I messed up because I used the table I have in my spreadsheet to tell me how many books I have in each category of length: novel, novella, novelette, and short story. That table gave me 18+2=20 for the novel and novella length books.

Or so I thought.

This morning, I remembered something important about that table. It’s pulling data from my “Publish List” which includes every title I’ve published. The table is counting anything over 40,000 words as a novel and is counting a novel that I wrote well before 2012 and that’s no longer published.

I don’t want those two books to count.

The one, I didn’t write but compiled it from stories I’d already written; and the other, well, let me just say it’s old, I’m not sure it’s any good, and I was happy to unpublish it even though it did sell a copy and was one of the things that made me sure I could do this publishing thing for money. :D

Me and late nights do not agree.

So here is the correction:

I have 18 books and 12 short stories. (Between three pen names.)

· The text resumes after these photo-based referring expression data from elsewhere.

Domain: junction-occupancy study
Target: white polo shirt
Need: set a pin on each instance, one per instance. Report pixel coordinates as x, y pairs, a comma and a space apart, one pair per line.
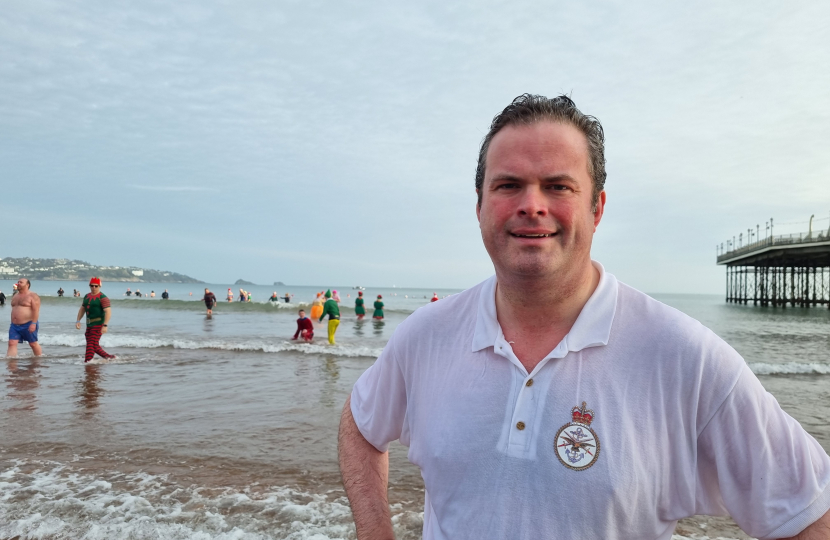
674, 424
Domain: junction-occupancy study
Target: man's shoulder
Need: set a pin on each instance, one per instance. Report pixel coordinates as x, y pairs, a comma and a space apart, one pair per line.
653, 321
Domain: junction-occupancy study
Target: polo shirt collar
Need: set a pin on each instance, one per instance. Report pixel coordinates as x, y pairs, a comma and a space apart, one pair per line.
591, 329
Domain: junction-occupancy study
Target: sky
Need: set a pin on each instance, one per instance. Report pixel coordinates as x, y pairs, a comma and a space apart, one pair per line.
319, 143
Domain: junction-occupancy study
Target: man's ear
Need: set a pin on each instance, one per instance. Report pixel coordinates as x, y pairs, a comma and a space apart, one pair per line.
599, 210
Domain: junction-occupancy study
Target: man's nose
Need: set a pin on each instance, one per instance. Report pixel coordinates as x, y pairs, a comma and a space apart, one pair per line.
532, 202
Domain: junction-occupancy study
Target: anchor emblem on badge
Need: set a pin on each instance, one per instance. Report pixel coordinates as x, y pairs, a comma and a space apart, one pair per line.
576, 444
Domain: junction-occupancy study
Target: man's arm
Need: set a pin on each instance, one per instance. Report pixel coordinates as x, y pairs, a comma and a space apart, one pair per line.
820, 530
365, 473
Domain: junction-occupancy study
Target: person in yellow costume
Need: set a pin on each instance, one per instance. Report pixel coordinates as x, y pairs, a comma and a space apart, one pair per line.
317, 307
331, 309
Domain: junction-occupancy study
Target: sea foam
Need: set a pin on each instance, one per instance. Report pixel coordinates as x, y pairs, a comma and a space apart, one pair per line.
790, 368
54, 500
149, 342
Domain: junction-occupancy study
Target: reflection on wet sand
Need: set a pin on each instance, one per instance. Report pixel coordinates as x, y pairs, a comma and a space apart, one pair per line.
89, 390
23, 379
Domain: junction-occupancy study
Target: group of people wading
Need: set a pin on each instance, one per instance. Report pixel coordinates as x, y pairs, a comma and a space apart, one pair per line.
328, 303
97, 309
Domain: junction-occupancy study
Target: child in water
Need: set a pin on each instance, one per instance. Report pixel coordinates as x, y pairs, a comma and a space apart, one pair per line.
359, 310
378, 314
305, 328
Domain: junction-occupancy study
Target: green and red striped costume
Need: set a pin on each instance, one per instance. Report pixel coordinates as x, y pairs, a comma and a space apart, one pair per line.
94, 305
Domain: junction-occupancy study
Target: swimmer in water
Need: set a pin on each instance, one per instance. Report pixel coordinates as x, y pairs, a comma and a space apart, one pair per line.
25, 318
378, 314
305, 328
317, 306
96, 306
331, 309
359, 308
210, 301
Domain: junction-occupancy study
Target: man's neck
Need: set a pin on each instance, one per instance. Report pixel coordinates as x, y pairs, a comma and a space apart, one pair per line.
535, 314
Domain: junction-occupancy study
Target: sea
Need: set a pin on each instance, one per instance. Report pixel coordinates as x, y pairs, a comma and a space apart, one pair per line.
225, 428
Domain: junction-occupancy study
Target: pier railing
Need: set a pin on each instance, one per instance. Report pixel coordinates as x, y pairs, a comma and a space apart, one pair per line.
782, 240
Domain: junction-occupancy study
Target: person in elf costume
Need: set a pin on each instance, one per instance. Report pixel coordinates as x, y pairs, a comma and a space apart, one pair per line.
359, 310
317, 306
331, 309
378, 314
96, 306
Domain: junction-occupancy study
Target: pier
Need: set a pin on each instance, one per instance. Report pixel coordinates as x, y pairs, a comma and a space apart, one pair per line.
774, 270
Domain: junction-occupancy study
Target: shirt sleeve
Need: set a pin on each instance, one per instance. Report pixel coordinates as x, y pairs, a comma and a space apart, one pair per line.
379, 400
756, 463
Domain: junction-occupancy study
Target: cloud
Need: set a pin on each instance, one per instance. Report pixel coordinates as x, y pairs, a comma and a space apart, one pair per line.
171, 188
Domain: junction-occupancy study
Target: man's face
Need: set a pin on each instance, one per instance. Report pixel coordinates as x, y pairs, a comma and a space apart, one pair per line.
536, 214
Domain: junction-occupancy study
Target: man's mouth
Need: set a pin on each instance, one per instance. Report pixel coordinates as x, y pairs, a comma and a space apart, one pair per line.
534, 235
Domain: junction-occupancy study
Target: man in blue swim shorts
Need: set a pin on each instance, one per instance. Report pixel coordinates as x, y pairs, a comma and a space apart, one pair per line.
25, 314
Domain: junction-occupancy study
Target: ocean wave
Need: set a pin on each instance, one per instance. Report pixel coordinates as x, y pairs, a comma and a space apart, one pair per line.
149, 342
53, 500
789, 368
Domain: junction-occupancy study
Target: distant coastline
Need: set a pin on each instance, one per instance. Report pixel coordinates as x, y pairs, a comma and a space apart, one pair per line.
75, 270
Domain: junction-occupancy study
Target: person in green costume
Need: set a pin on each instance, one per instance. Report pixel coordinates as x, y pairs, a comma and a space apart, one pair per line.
96, 307
378, 314
331, 309
359, 310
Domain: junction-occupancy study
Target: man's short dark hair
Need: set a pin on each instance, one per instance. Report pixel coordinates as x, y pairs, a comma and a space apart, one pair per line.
529, 109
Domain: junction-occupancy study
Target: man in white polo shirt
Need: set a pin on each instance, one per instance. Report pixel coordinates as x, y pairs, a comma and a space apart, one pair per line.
569, 405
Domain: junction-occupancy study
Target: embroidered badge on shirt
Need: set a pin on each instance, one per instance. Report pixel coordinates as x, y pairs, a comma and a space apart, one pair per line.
577, 446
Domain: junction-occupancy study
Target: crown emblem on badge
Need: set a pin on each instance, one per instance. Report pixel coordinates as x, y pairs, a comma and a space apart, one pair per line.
576, 443
582, 415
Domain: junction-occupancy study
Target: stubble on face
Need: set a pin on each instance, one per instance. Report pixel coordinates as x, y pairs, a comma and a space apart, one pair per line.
536, 216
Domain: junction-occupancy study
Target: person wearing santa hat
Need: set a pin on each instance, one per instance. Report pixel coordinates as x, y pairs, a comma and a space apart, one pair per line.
96, 306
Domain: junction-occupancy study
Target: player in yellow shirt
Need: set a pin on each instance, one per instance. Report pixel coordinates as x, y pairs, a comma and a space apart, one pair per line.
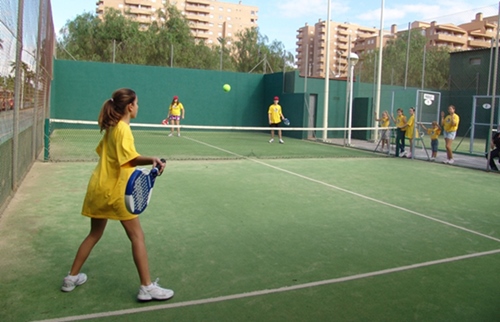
450, 127
175, 113
434, 133
400, 122
275, 116
385, 134
105, 198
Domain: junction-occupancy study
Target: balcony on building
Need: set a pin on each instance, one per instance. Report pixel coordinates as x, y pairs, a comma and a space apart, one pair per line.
205, 9
140, 10
145, 3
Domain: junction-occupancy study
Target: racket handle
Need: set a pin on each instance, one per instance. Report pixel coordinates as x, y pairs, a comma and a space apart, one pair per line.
158, 166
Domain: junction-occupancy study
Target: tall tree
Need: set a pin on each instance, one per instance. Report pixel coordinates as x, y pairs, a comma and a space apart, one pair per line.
251, 52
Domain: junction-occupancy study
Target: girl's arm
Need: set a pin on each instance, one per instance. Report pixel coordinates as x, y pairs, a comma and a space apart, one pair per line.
143, 160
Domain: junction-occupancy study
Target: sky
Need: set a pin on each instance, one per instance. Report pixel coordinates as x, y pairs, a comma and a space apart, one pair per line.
280, 19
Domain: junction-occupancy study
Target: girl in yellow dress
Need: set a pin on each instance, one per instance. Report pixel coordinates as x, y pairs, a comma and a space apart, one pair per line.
105, 198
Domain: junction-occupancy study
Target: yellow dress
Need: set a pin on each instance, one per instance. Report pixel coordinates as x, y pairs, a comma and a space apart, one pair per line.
275, 111
105, 196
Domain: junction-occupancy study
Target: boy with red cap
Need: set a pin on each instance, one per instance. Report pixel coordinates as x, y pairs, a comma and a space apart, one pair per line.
275, 116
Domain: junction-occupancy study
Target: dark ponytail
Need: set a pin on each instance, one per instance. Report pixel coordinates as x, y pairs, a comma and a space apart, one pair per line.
115, 108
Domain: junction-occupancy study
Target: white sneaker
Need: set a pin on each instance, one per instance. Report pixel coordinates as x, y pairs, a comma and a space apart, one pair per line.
70, 282
154, 292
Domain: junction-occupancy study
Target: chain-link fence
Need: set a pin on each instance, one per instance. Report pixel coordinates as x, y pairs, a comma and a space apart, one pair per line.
26, 54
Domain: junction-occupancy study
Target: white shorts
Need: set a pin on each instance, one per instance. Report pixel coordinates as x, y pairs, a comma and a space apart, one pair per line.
450, 135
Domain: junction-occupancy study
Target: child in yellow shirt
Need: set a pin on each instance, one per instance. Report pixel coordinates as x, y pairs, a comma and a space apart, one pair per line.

The book I’m working on now is book 19.

 

Book 19, day 100

Today is day 100 for this book.

I detailed out how I came up with that number in my last post about the writing of my current book. It’s a new way for me to keep track of some generally helpful metrics that isn’t about tracking time or worrying about how fast I write.

Knowing how many days I’ve spent on a book is pretty darn awesome information to have and it’ll be right where I can see it every day because I’ll also be using this post title format in OneNote and my journals. I really won’t be able to hide from reality any longer.

I think that’s a good thing. Ask me in a month. :D

Back to the topic at hand though. I’ve let the day get completely away from me, and now it’s late. Probably too late to be trying to get to 500 words before I fall asleep at my computer, but I think I can do it, so I’m going to try anyway. Why give up before I have to?

So here goes. I’ll be back whenever I need a concentration break so I can refocus. Or tomorrow if I fall asleep at the computer—or just don’t have the energy after writing 468 words in the shortest amount of time possible. (I have 32 words already, because I did actually try to work on my book today.)